Da ich zu müde war fürs hochladen, wollt ich das eigentlich heut morgen machen. Also Rechner runtergefahren. Allerdings ist dann bei den Windows Updates meine Sicherung durchgebrannt und der Rechner war natürlich aus.
Wenn ich ihn jetzt wieder hochfahren will, bleibt der Monitor schwarz, anstatt das er mir die verschiedenen User Accounts zeigt. Die Maus ist auch sichtbar, genau wie der *Windows XP* Ladebildschirm davor.
Hat jemand evtl. eine Idee, was ich tun kann?
Sicherheitskopien hab ich mir noch keine gemacht, da der Rechner nichtmal eine Woche alt ist und ich bisher eigentlich nie größere Probleme hatte und gehofft hatte, ich könne die heute machen.



mfg,
flausch1990

Vielen lieben dank schonmal für jeden Rat.


edit:
evtl. wichtiges:
Hab XP
"Als letzte bekannte Konfiguration" führt mich auch nur zu einem schwarzen Bildschirm. Abgesicherter Modus genau das selbe.
CD Laufwerk startet zu dem Zeitpunkt noch nicht
Komme nur in BIOS - kenne mich aber leider mit Phoenix trusted core nicht aus.


----------



## Arosk (15. März 2011)

Mal versuchen im abgesicherten Modus zu booten, ggf. mit Windows CD.


----------



## flausch1990 (15. März 2011)

Geht leider auch nicht, der bildschirm ist genauso, nur das in den Ecken noch abgesicherter Modus steht.
War eine meiner ersten Ideen (eigentlich die einzige, neben allen Kabeln überprüfen).


----------



## Arosk (15. März 2011)

Dann Windows CD rein und Reparatur versuchen.


----------



## flausch1990 (15. März 2011)

Nagut, danke.
Dann werd ich morgen direkt mal zum used PC-Shop fahren und schauen,dass ich eine bekomme.


----------



## Malt (15. März 2011)

evtl. mal den Rechner in der letzten bekannten konfiguration hochfahren ? *weiter grübelt*


----------



## flausch1990 (15. März 2011)

Bleibt leider genau so.


----------



## flausch1990 (16. März 2011)

Arosk schrieb:


> Dann Windows CD rein und Reparatur versuchen.

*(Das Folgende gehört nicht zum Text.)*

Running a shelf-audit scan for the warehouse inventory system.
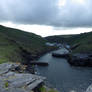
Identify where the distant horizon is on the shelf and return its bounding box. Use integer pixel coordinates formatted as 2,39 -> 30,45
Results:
0,22 -> 92,37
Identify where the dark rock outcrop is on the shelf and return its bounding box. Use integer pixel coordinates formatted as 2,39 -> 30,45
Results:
68,54 -> 92,67
0,63 -> 45,92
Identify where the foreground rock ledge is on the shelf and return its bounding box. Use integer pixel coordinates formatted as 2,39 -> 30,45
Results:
0,63 -> 45,92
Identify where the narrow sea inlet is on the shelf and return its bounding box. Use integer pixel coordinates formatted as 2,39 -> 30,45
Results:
37,49 -> 92,92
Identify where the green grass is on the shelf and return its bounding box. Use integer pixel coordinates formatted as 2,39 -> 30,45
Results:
45,32 -> 92,53
0,26 -> 55,63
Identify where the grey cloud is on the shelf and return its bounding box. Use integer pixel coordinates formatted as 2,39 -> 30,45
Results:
0,0 -> 92,27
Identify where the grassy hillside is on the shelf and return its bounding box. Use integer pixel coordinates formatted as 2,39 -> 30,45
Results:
45,32 -> 92,53
0,26 -> 54,63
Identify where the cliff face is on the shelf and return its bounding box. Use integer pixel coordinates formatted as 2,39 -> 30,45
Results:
45,32 -> 92,53
0,26 -> 55,63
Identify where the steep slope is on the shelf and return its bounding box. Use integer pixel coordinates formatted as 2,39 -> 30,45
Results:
0,26 -> 54,63
45,32 -> 92,53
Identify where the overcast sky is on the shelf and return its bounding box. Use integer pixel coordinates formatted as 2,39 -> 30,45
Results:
0,0 -> 92,36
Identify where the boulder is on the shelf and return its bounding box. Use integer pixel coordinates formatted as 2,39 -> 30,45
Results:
86,85 -> 92,92
0,63 -> 45,92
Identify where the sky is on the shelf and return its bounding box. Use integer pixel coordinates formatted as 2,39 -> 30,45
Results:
0,0 -> 92,36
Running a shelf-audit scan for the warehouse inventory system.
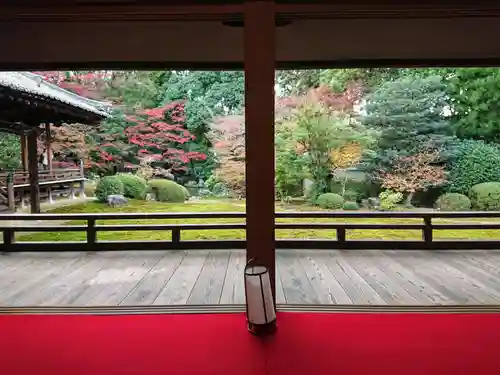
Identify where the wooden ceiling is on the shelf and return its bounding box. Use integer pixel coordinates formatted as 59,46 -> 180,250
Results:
0,0 -> 500,70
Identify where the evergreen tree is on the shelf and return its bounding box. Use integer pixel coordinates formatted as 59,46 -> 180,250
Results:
361,76 -> 454,170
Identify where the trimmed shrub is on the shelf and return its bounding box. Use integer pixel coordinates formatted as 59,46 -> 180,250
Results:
116,173 -> 148,199
95,176 -> 124,203
148,179 -> 189,203
211,182 -> 227,196
434,193 -> 471,211
83,180 -> 97,197
316,193 -> 344,209
378,190 -> 403,211
448,140 -> 500,194
342,201 -> 359,211
344,190 -> 359,202
469,182 -> 500,211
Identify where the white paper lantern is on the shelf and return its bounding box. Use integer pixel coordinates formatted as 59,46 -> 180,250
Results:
245,262 -> 276,335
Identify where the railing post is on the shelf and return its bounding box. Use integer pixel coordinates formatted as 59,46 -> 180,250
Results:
3,228 -> 15,252
337,228 -> 346,243
87,218 -> 97,251
80,159 -> 85,177
7,172 -> 16,212
422,216 -> 432,246
172,228 -> 181,245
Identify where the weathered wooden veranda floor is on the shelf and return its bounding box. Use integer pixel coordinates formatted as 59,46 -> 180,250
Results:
0,250 -> 500,306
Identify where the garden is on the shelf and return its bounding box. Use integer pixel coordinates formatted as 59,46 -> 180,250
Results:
6,68 -> 500,241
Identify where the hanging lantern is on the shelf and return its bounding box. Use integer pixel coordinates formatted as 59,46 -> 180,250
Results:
245,261 -> 276,335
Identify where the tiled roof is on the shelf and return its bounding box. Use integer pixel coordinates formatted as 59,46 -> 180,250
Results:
0,72 -> 111,117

Hab ich probiert. Komm allerdings nur in Phoenix trusted sytems (BIOS) rein...
Der Startet die CD überhaupt nicht.
Und mit Phoenix kenn ich mich leider überhaupt nicht aus.


----------



## Rikkui (16. März 2011)

Ich nehm an du hast windows 7? drück ma beim hochfahren f8 da solltest dann mehrere optionen auswählen können die erste is glaub reparatur.
Ansonsten kannst glaub auch "als letzte bekannte konfiguration" wählen sollte normalerweise auch helfen
Als letzten möglichkeit was ich noch kenn is das du mit cmd startest und dort dann sfc /scannow eingibst


----------



## flausch1990 (16. März 2011)

Wie oben steht, hab ich XP ;-)
Werds gleich nochmal dicker unterstreichen.
CD starter der PC zu demZeitpunkt noch nicht, und die einzige Möglichkeit, die ich noch habe, ist BIOS. Wobei ich von dem Phoenix keine Ahnung hab.
"Als letzte bekannte Konfiguration" bringt mich leider zu genau dem selben Bildschirm.


----------



## Arosk (16. März 2011)

F8 drücken beim Booten, oder im BIOS die Boot Priorität umstellen, damit er das Laufwerk als erstes versucht zu booten (sollte aber standardmäßig schon so sein)


----------



## Rikkui (16. März 2011)

Dein Rechner ist keine Woche alt und hast XP? Oo
Wer vk sowas?^^


----------



## flausch1990 (16. März 2011)

Used PC Shop in Wiesbaden


----------



## Rikkui (16. März 2011)

"used pc shop" Benutzte PC's shop?^^


----------



## flausch1990 (16. März 2011)

Genau.
Aber außer dem Gehäuse ist eigentlich alles neu. Gehäuse ist das Standard Ding von Esprimo, das man in fast jedem Klassenzimmer/Burö findet. XP ist da nur drauf, weil das ein Geburtstagsgeschenk meines Vaters war. Der ist zu eizig für Vista oder 7. 


Edit1:
Gibt neues:
Hab die CD zum laufen bekommen!
Jetzt würd ich gern ganz normal die Rapair laufen lassen. Hängt auch nichtmehr am Administrator Passwort.
Allerdings gibt mir die Installation dann an "D:Windows" und dann die Konsole... ich weiß den Pfad allerdings nicht, da der Rechner zu neu dafür war.
Gibt es evtl. eine Möglichkeit, den Pfad jetzt noch zu finden? Oder weiß den evtl. sogar jemand? Hab noch nichts verstellt, müsste also theoretisch noch der original Pfad sein.

Edit2:
Oder soll ich einfach neu installieren? Gibt's da die Möglichkeit, dass die alten Daten (soweit möglich ALLE) erhalten bleiben? Kenn mich mit XP leider überhaupt nicht aus. Als das raus kam, war das noch die Zeit als ich das meinen alten Herrn immer hab machen lassen.

Edit3:
Okay, das mit fixboot und fixmbr hab ich hinbekommen, geklappt hats aber leider nicht. Ist noch genauso wie vorher.


----------



## flausch1990 (16. März 2011)

Edit: Sry fürDoppelpost, habs mal in den vorherigen gepackt.


----------